Excuses, excuses. To ourselves and to others. I wonder where they come from? From fearing what others will think of us? From wanting others to understand us and think of us a certain way, to accept us? Or is it not even really about others, but about ourselves? Our own self-judgments and need for self-acceptance, understanding, and making sense of things? I don't know. But I've been thinking about this on and off since last Wednesday.
Last week, the day after returning the puppy to my clients, I went for walk along the path that I often walk around the marina out to the beach. And while thinking about my relief to be puppy-free, and no longer feeling guilty about it, but still kind of wondering what it says about me and what others think of my decision (why do I even care what others think?!), I notice that I'm approaching a dead animal on its back. At first I think it's a mouse. But it's not. It appears to be a baby opossum. I decide it's an opossum, because I can't think of anything else it could be. So when I return home, I look up "opossum" in my medicine cards book, and apparently opossums are known for playing dead! I know that opossum on the path was dead, not just playing. And so I pay specific attention to the "contrary" reading, since I figure that seeing a dead opossum on its back is similar to drawing the opossum card upside down, which makes it "contrary."
So, the contrary opossum gives this message:
"In the reversed position, Opossum may be warning you against getting caught in the high drama of your life's present scenario. "Close your eyes and dramatize," may keep you from seeing the truth of a situation. You may buy into melodrama in yourself or others....If this does not apply to your situation, take a look at the possibility that you may have recently been giving excuses for why you don't want to do something instead of telling the truth. In fearing to hurt someone's feelings you may have trapped yourself in a justification pattern: "I'm too sick, I'm too poor, I'm watching my weight, i'm too short, tall, sad, busy, tired, etc."

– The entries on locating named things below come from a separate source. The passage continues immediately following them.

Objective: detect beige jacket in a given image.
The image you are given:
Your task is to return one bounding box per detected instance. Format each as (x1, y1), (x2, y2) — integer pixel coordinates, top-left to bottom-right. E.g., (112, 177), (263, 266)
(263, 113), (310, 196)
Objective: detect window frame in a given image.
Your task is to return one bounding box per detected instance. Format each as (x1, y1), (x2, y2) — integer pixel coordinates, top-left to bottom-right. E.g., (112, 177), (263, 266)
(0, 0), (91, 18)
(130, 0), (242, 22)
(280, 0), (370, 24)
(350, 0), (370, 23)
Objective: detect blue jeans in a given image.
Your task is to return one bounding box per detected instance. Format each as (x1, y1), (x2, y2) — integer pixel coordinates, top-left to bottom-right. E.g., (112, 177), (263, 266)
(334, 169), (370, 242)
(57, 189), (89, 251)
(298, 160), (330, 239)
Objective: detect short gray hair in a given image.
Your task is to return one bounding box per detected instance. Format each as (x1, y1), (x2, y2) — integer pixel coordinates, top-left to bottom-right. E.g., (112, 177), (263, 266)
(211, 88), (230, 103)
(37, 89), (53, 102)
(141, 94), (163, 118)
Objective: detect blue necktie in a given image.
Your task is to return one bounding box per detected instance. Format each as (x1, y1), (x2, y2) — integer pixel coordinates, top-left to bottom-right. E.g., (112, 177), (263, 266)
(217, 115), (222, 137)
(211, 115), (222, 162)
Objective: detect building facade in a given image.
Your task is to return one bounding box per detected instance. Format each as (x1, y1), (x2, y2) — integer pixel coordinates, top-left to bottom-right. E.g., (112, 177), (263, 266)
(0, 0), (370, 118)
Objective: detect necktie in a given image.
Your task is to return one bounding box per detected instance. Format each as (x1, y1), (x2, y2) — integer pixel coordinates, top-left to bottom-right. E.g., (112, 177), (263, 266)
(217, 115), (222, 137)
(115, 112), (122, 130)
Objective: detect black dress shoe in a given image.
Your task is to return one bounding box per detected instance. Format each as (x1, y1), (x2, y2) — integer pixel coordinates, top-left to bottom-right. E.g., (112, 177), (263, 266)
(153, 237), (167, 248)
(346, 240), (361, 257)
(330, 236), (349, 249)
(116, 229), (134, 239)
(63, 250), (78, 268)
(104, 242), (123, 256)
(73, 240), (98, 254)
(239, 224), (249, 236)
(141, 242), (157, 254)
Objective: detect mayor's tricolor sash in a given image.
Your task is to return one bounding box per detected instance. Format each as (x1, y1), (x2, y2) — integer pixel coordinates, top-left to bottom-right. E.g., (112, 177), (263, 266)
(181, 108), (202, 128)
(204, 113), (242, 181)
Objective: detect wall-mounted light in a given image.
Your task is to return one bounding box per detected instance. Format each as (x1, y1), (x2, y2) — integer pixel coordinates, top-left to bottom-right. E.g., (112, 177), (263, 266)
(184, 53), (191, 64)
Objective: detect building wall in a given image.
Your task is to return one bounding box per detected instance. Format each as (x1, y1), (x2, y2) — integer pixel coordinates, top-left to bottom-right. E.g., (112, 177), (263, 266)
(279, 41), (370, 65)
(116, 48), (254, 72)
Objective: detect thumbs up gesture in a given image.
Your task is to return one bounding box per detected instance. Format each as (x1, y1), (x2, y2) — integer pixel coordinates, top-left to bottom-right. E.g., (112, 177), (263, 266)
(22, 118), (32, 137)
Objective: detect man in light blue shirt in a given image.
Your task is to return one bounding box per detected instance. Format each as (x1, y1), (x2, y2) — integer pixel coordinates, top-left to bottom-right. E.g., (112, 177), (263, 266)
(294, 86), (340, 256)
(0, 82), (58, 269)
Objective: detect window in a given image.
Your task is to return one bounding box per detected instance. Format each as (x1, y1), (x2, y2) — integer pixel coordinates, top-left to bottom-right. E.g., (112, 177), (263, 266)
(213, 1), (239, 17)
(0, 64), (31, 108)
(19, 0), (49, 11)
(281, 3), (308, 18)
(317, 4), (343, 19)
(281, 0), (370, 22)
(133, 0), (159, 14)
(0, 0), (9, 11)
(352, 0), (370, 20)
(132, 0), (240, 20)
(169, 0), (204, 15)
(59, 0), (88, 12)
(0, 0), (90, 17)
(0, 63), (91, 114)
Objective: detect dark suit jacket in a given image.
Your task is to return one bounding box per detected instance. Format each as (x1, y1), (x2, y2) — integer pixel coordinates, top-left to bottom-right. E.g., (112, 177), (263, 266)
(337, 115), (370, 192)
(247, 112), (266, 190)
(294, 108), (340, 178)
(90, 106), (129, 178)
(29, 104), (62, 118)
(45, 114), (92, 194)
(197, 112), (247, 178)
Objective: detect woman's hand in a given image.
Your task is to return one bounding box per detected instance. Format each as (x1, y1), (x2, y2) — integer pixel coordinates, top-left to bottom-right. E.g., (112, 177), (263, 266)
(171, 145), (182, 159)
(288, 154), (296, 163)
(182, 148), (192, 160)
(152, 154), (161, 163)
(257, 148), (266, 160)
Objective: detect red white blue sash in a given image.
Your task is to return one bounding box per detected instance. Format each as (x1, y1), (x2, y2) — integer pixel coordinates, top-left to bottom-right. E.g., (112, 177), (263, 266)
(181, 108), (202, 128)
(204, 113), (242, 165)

In having to defend yourself with excuses, you may have lost the point. You don't have to defend your right to be! The exercise is in learning to politely say that something would not be appropriate for you at this time. That's all! You owe no one an excuse. Learn to imitate Opossum and play dead, in the sense that the best strategy is no defense. In assuming the viewpoint of no defense, you have chosen the right to be who and what you are with no games involved.

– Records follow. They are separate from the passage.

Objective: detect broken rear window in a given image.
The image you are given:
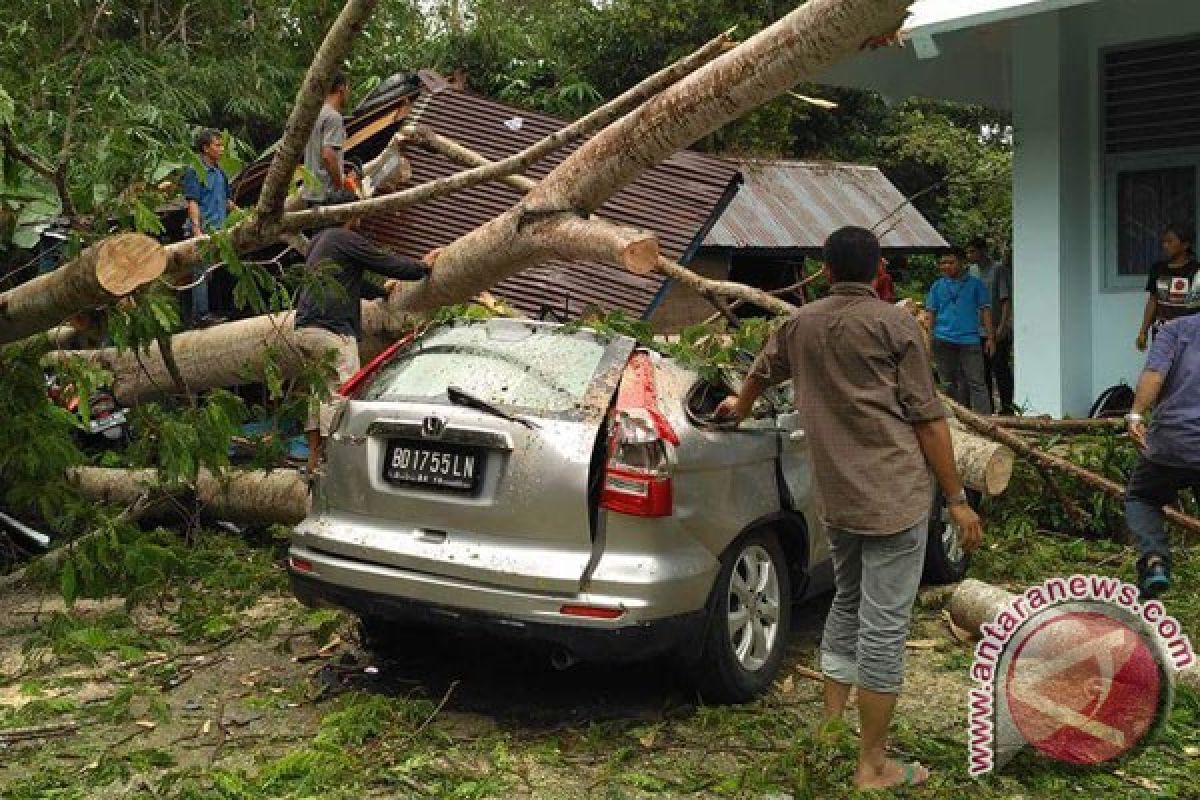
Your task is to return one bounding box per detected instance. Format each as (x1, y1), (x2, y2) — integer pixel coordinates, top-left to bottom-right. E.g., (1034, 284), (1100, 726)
(359, 319), (608, 414)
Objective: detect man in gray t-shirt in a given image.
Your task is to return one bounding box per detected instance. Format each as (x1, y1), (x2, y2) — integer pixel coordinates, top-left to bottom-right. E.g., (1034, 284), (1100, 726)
(304, 72), (350, 203)
(1126, 314), (1200, 596)
(967, 237), (1014, 414)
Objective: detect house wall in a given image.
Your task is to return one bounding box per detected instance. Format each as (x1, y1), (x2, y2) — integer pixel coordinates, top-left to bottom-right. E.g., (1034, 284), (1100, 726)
(1010, 0), (1200, 415)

The proper use of diversion is to know when you do not need to use diversion at all. You owe no one an excuse for how you feel or what you choose to experience."
YES! I smiled as I read this, and I've been carrying this message with me for the past week. It's helped with the puppy situation, and with others. It's helped me accept what I want and don't want, and also what others want and don't want, without a bunch of excess thought or explanation or analysis. Just sitting with what is and accepting it as is.